Recording Quality: Let’s Keep Moving Forward, Please

Other Milestones

—- 1914, ASCAP is founded to enforce the 1909 copyright act.

—- 1917, “Livery Stable Blues” is recorded and labeled as “jazz” music. In 1919, Gennett Record Company begins to produce laterally cut records and gets sued by Victor. Joined by other small labels, such as Okeh, Vocalian, and Compo, Gennett defeated Victor in 1921 on the basis that producing a laterally cut record was public domain. They defended their triumph again in 1922 when Victor appealed the earlier decision. All of you independent record label fans out there better raise up that fist and give proper respect to the four labels the laid the ground work for independents everywhere.

—- 1917 through 1925 saw the inception of radio as a form of entertainment and the beginning of marketing a band and selling records in a manner we think of as common today. In 1925, electrically recorded discs go on sale. The new recording process makes it possible to record an entire symphony piece instead of just a few minutes at a time. Motion pictures now have sound as well.

—- 1926, 16-inch shellac discs come to be, at the new speed of 33-1/3 rpm. Later that year, Charles Brush sells the first piezo-electric featherweight stylus.

—- 1928, Georg Neumann starts his own company in Berlin. Their only product is the CMV3 “Neumann Bottle” valve condenser microphone. That same year John Baird develops an early form of mechanical television and successfully records moving images and sound to a “Phonovision Wax Disc”.
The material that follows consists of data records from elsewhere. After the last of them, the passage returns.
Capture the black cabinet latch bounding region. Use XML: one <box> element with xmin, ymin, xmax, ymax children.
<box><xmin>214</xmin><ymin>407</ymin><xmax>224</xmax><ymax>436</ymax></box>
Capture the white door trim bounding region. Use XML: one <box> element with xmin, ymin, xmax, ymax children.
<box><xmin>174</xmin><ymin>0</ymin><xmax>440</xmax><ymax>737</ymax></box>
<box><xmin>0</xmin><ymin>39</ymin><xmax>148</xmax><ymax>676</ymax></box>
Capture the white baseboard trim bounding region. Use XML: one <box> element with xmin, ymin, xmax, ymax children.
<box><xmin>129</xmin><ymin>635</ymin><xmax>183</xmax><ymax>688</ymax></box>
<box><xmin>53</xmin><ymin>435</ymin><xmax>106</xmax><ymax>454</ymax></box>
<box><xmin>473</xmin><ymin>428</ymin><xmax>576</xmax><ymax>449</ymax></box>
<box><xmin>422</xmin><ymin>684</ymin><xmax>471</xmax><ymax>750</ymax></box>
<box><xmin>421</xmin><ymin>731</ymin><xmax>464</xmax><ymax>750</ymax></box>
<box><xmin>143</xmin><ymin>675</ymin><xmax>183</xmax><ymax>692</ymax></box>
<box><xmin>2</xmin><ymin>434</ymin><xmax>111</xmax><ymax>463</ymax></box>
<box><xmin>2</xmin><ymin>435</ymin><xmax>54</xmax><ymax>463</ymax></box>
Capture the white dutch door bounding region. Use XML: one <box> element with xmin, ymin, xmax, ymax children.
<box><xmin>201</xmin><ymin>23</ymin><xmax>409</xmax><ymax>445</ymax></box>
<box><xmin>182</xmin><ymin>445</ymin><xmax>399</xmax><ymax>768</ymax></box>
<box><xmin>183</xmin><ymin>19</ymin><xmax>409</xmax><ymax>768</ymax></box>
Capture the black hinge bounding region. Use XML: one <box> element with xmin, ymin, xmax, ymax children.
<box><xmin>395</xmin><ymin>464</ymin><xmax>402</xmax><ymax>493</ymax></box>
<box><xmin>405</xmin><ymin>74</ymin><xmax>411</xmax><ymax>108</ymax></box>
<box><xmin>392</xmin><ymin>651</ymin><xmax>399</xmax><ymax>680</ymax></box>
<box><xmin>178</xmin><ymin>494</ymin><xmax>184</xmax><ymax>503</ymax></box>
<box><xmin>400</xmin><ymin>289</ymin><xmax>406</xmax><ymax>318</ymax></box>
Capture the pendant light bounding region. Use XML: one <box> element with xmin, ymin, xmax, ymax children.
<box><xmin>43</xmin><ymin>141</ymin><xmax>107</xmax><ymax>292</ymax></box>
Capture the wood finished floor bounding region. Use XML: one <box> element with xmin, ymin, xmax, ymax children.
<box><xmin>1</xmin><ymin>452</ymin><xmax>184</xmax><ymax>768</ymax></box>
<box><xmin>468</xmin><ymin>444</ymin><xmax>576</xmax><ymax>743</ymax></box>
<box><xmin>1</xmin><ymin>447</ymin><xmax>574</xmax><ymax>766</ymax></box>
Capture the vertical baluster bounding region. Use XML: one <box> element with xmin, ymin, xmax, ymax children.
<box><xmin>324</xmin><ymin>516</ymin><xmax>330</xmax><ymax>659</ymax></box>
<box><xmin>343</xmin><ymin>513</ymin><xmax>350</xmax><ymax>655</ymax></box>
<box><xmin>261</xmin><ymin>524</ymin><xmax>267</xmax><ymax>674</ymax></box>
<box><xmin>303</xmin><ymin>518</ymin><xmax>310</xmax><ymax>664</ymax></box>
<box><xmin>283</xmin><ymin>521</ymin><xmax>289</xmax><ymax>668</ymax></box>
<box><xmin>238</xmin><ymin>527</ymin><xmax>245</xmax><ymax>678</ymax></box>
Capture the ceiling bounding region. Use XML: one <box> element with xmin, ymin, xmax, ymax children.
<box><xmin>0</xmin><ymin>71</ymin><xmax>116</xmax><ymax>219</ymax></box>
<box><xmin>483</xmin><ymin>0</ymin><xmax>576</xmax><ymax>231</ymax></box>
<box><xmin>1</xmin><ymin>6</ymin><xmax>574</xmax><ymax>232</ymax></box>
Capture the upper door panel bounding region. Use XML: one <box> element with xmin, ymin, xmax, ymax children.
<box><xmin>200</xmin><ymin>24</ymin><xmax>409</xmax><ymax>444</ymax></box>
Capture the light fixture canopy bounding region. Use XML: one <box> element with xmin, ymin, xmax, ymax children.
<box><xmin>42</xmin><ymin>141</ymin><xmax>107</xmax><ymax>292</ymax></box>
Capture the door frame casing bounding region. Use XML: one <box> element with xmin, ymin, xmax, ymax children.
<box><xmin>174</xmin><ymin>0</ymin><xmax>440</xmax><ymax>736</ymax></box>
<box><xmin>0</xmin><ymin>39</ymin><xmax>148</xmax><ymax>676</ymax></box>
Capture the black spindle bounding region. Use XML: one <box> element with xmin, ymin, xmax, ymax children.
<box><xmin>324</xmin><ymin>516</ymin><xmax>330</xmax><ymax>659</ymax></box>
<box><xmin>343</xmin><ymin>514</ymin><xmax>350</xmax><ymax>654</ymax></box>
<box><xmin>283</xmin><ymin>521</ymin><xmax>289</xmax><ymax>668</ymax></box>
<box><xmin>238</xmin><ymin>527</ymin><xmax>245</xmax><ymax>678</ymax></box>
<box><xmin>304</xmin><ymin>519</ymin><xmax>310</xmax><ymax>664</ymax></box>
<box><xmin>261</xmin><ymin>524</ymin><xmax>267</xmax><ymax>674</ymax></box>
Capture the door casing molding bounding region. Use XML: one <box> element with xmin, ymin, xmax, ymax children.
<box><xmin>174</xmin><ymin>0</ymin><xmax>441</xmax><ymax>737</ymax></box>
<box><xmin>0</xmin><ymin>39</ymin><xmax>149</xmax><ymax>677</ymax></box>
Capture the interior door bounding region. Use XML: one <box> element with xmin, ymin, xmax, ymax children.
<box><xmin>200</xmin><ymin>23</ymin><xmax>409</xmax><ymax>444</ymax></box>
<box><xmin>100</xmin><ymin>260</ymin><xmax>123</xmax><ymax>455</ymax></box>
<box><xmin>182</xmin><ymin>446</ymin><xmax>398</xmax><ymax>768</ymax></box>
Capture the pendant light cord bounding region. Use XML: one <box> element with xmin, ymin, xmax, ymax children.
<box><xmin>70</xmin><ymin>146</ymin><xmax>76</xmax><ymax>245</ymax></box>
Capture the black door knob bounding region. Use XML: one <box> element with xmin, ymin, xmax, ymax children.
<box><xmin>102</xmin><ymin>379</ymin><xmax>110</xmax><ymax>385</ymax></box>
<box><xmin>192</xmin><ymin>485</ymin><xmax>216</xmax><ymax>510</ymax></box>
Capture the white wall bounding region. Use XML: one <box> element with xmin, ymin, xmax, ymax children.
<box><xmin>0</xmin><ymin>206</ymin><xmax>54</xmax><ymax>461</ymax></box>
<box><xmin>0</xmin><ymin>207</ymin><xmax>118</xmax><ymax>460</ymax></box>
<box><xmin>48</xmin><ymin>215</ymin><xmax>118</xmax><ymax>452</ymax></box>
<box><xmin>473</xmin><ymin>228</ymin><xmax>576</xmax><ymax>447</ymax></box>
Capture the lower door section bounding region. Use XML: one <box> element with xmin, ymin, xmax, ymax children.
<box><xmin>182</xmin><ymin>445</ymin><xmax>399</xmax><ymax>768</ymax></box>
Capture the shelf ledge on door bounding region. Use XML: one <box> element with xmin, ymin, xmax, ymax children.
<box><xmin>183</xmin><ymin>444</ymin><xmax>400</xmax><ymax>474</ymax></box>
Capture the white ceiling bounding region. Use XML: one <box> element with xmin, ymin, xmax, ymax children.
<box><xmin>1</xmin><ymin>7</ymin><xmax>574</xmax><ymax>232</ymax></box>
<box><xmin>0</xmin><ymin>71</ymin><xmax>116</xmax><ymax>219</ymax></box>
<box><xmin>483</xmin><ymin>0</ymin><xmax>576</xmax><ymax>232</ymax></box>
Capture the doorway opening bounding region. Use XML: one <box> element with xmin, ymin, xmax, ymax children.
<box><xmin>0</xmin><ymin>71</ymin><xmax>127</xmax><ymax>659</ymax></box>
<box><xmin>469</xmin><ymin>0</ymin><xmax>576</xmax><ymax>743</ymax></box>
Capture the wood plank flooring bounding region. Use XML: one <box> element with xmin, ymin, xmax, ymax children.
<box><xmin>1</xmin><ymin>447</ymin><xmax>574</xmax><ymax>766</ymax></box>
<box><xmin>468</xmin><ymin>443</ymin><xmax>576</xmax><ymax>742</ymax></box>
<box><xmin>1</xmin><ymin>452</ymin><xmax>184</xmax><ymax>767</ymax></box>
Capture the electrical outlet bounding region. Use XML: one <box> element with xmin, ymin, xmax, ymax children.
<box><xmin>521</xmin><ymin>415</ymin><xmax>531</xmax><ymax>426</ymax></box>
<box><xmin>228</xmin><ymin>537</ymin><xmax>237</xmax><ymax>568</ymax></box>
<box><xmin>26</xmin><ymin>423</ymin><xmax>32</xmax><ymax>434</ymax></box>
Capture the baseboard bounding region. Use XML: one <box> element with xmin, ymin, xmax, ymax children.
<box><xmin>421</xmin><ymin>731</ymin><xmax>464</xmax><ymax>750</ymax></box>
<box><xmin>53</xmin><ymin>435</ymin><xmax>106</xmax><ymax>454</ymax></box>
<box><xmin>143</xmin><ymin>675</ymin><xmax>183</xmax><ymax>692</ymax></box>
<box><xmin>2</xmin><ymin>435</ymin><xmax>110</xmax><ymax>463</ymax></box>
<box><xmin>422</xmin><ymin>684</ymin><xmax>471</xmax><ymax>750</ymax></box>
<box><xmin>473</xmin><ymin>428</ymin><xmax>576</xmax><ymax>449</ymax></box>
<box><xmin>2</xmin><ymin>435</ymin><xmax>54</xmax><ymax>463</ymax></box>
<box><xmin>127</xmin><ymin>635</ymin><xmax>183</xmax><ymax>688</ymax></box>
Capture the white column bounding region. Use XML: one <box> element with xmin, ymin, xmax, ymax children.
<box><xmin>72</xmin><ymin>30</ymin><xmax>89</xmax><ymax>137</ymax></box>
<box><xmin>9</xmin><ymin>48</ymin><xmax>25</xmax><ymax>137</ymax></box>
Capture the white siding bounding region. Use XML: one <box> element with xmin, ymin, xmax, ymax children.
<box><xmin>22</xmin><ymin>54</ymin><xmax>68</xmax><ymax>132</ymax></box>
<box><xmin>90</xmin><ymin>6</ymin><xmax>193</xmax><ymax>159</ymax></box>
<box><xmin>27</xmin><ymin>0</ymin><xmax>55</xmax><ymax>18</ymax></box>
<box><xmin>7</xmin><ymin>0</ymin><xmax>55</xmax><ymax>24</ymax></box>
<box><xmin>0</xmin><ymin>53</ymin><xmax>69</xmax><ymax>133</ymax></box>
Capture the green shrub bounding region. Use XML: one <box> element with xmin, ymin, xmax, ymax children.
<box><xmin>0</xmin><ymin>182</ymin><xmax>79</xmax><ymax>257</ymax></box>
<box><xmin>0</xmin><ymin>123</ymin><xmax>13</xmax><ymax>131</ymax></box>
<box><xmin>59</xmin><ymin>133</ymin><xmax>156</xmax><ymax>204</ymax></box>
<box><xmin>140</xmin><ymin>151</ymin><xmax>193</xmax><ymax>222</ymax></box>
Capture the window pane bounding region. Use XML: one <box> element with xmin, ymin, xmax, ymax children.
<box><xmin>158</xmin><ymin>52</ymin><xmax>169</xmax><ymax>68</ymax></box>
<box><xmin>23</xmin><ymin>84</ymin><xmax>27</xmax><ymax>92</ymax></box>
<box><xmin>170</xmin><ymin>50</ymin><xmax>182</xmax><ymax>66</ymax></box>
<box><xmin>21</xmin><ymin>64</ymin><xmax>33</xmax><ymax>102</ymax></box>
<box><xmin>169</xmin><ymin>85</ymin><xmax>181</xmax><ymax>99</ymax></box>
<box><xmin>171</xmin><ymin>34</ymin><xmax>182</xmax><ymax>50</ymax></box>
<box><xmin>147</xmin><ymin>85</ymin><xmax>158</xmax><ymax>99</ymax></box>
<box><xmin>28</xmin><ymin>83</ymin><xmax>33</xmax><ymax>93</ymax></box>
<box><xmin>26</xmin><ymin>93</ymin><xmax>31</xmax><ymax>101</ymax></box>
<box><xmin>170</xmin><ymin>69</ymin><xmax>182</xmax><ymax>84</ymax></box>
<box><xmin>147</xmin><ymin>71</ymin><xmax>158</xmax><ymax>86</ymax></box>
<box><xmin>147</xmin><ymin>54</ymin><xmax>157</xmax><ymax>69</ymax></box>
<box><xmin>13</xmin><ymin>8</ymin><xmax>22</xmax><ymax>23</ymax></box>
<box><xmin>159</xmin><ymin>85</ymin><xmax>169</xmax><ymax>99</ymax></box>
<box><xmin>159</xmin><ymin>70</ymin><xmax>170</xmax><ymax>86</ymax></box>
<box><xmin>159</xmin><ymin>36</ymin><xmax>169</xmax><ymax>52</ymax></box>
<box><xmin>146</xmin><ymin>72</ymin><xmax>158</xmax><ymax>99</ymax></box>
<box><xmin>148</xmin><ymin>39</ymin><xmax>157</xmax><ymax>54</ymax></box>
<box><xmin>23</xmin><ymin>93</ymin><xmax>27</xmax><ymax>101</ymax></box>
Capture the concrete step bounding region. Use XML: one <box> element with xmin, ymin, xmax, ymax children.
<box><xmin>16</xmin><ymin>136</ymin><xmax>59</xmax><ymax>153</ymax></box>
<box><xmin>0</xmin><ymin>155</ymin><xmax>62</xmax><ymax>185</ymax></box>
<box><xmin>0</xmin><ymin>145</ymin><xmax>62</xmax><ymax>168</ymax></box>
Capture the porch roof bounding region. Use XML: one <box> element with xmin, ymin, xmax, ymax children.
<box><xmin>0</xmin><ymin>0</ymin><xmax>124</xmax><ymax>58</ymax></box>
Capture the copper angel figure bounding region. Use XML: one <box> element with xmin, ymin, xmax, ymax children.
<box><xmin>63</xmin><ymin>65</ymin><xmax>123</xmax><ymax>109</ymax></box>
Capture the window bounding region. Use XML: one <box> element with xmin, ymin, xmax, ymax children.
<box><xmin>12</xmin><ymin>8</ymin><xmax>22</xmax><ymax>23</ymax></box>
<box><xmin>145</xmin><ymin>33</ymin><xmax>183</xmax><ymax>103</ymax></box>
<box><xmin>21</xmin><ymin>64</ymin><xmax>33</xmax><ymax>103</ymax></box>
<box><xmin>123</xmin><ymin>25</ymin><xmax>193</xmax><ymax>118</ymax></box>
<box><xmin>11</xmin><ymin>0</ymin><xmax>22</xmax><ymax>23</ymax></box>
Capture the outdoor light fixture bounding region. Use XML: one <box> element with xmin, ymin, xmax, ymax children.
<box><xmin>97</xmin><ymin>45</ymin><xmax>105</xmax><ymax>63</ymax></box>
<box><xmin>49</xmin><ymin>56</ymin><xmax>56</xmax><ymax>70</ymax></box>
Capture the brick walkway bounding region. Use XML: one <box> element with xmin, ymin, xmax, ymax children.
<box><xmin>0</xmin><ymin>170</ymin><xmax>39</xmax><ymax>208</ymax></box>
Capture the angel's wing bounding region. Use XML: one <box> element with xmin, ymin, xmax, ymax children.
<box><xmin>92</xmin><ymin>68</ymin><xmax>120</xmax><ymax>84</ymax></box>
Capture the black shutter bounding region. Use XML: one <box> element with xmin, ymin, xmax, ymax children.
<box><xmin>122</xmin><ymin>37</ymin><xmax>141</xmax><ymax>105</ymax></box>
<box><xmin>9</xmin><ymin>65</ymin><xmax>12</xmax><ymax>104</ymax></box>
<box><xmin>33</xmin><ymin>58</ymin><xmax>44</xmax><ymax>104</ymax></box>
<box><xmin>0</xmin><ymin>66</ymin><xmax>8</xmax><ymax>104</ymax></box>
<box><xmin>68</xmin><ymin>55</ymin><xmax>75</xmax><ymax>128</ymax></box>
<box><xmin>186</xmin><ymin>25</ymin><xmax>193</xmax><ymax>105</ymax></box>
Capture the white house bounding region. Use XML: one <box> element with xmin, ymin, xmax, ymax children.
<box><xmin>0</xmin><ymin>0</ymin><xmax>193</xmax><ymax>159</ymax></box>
—-1931, EMI studios hires Alan Blumlein to install its very own electrical recording system, eliminating EMI’s need to pay a royalty to Western Electric. Blumlein will go on to patent binaural recording. Tchad Blake, head to England now to pay your respects! In Germany, Fritz Pfleumer begins building the first magnetic tape recorder. Just two years earlier he applied for a patent for applying magnetic powders to stripe paper or film (this is the same year Neumann is created, 1928).

—- 1935, the first public demonstration of the “Magnetophone” using plastic based tape. A four years later, 1939, the wire recorder is invented and sold to the military.

—- 1941, magnetic recording makes a huge leap in quality with the invention of high frequency biasing.

—- 1944, 3M begins tape coating experiments in the U.S.

—- 1948, the very first two Ampex model 200 tape machines are delivered to the Bing Crosby Show, along with 3M Scotch 111 gamma ferric oxide coated acetate tape.